Dans un environnement de travail défini par un changement constant — qu’il soit porté par des avancées technologiques, des forces économiques changeantes ou une incertitude mondiale — une compétence se démarque des autres : l’adaptabilité.
Le rapport sur l’avancement humain de l’ETS 2026 souligne à quel point cette compétence est devenue essentielle. L’enquête de cette année a révélé que 77 % des répondants dans le monde estiment que la sécurité de l’emploi dépend de l’évolution continue. Cette demande d’adaptabilité au travail a donné naissance à l’impératif d’adaptabilité.
L’impératif d’adaptabilité
L’adaptabilité n’est plus une compétence « agréable à avoir » — c’est la clé pour devenir et rester employé aujourd’hui. À mesure que la transformation du lieu de travail s’accélère, les travailleurs du monde entier s’accordent de plus en plus à dire que la stabilité d’emploi vient de la capacité à évoluer. En fait, l’enquête de cette année a révélé que 77 % des personnes interrogées à travers le monde, travaillant pour un employeur, estiment que la sécurité de l’emploi n’existe plus à moins qu’ils ne s’adaptent continuellement.
Par conséquent, 61 % déclarent avoir passé de la recherche de la sécurité d’emploi à une obsession sur le fait de rester pertinent. Cela peut prendre la forme d’une formation constante ou d’une réflexion active sur la manière de préserver leur carrière pour l’avenir. En d’autres termes, le plus grand indicateur de la réussite professionnelle à long terme n’est plus la durée de carrière d’un employé, mais la capacité d’adaptation et d’évolution de l’employé.

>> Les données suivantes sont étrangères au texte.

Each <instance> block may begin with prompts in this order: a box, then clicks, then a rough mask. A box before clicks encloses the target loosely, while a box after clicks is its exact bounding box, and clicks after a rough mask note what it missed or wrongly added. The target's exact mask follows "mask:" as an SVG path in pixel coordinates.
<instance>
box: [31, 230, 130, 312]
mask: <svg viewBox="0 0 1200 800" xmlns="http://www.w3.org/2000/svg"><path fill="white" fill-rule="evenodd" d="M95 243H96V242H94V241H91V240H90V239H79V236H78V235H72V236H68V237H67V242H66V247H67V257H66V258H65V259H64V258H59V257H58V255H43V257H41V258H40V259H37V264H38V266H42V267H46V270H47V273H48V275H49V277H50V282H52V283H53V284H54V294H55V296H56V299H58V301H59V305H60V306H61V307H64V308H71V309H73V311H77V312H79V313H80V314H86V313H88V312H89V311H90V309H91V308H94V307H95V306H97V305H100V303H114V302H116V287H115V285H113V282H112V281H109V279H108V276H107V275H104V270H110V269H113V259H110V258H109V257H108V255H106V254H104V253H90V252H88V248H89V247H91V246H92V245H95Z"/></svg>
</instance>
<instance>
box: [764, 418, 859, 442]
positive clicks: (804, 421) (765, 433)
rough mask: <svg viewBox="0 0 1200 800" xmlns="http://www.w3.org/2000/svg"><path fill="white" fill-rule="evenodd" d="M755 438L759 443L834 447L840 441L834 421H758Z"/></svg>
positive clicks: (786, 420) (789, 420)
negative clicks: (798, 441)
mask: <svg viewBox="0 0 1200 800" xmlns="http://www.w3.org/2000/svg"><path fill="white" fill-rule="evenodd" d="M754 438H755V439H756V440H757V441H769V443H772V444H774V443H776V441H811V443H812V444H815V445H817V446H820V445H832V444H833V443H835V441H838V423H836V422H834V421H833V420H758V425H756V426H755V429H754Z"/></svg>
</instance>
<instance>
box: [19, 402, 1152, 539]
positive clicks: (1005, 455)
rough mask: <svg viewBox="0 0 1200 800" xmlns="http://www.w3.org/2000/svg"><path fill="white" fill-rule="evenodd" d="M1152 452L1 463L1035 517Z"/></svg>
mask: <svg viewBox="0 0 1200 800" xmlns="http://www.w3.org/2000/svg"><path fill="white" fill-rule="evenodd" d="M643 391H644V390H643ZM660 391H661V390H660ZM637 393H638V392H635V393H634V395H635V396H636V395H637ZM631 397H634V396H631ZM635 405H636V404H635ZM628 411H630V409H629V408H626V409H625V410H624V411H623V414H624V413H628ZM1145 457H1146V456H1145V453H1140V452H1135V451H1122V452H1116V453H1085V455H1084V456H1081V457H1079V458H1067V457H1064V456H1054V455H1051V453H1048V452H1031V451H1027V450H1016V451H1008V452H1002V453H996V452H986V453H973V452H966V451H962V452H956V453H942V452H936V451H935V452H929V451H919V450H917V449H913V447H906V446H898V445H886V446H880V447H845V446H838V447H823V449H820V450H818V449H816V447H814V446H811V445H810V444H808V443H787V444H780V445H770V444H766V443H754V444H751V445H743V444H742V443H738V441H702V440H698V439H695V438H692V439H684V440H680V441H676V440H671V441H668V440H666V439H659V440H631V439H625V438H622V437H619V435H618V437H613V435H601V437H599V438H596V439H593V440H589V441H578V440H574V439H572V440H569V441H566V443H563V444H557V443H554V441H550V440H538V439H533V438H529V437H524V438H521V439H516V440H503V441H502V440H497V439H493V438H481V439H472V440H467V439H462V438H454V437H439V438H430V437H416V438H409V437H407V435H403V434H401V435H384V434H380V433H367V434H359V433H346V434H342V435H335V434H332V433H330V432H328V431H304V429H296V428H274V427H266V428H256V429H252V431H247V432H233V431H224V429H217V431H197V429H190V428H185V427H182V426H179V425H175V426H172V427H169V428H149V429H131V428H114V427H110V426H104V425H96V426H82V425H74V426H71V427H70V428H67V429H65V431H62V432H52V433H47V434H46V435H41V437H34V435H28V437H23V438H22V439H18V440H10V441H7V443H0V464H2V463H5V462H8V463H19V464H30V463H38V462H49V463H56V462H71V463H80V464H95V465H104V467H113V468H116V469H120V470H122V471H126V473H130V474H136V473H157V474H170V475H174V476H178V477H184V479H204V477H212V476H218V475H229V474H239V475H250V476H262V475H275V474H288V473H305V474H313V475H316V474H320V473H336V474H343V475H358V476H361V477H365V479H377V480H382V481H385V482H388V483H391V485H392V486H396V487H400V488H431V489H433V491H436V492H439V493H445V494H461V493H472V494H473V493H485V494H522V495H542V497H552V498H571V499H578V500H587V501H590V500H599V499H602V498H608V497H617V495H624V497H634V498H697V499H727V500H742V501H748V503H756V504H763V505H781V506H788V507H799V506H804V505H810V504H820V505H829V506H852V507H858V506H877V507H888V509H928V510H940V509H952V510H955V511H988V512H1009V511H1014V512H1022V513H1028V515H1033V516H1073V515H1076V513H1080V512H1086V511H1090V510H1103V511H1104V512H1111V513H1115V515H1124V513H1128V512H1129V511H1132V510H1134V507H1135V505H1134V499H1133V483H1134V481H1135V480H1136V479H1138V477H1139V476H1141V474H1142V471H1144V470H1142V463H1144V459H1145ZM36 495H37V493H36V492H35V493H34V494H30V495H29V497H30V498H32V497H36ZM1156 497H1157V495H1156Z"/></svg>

Le paradoxe de l’adaptabilité
Même si les travailleurs reconnaissent l’impératif de s’adapter, ils font face à un nouveau défi : à quoi devraient-ils s’adapter exactement ?
Le rapport sur les progrès humains de l’ETS 2026 révèle un écart frappant entre le désir d’apprendre et la clarté nécessaire pour y parvenir efficacement. Soixante-dix-sept pour cent des travailleurs déclarent développer de manière proactive des compétences diverses, pourtant 71 % ne peuvent toujours pas imaginer les emplois futurs pour lesquels ils se préparent.
C’est le cœur du paradoxe de l’adaptabilité. Les travailleurs savent qu’ils doivent évoluer, mais ils manquent de conseils sur les compétences qui compteront le plus. En conséquence, près de la moitié (49 %) se sentent mal préparés pour les postes de nouvelle génération. Les travailleurs rapportent qu’au moment où ils acquièrent de nouvelles connaissances, le marché a déjà changé, faisant du développement de compétences une cible mouvante. Pour beaucoup, cela peut être accablant.
Le continuum d’adaptabilité et les mentalités
Tout le monde ne vit pas le changement au travail de la même manière. La manière dont les gens naviguent dans les perturbations continues varie considérablement, créant un continuum d’adaptabilité.
Un facteur majeur qui façonne la position des individus sur ce continuum est leur état d’esprit. Les résultats de l’enquête de cette année identifient trois mentalités d’adaptabilité que l’on trouve dans la main-d’œuvre moderne :
- Prospérateurs adaptatifs (41 %)
Ces personnes vivent les plus hauts niveaux de changement au travail, mais l’abordent avec assurance. Elles ont tendance à rechercher de nouveaux défis et ressentent un fort contrôle sur leur manière d’apprendre. - Apprenants anxieux (39 %)
Motivés mais dépassés, ces travailleurs reconnaissent la nécessité d’évoluer mais peinent à décider où concentrer leurs efforts. Ils ont du mal à choisir une direction à suivre parmi une multitude d’outils émergents et de priorités de compétences floues. - Pessimistes paralysés (20 %)
Se sentant submergés par le rythme du changement et exclus des opportunités de croissance, ce groupe a peu confiance en sa capacité à s’adapter et est le moins engagé dans le développement de compétences.
Comprendre ces mentalités peut aider les organisations à adapter leur soutien aux employés, tout en aidant les individus à comprendre ce qui les freine — ou les propulse — dans leur parcours d’adaptabilité.
Parlez le nouveau langage de l’adaptabilité
À mesure que l’adaptabilité devient une compétence essentielle pour l’avenir du travail, un nouveau langage émerge autour de ce que signifie évoluer : l’impératif d’adaptabilité, le paradoxe de l’adaptabilité, le continuum d’adaptabilité et les mentalités d’adaptabilité qui définissent la manière dont nous gérons le changement.
Ces concepts façonnent la manière dont les individus apprennent, dirigent et travaillent à une époque où le changement est constant. Pour approfondir ces analyses et explorer les données derrière le monde changeant du travail, téléchargez le Rapport de Progrès Humé de l’ETS 2026.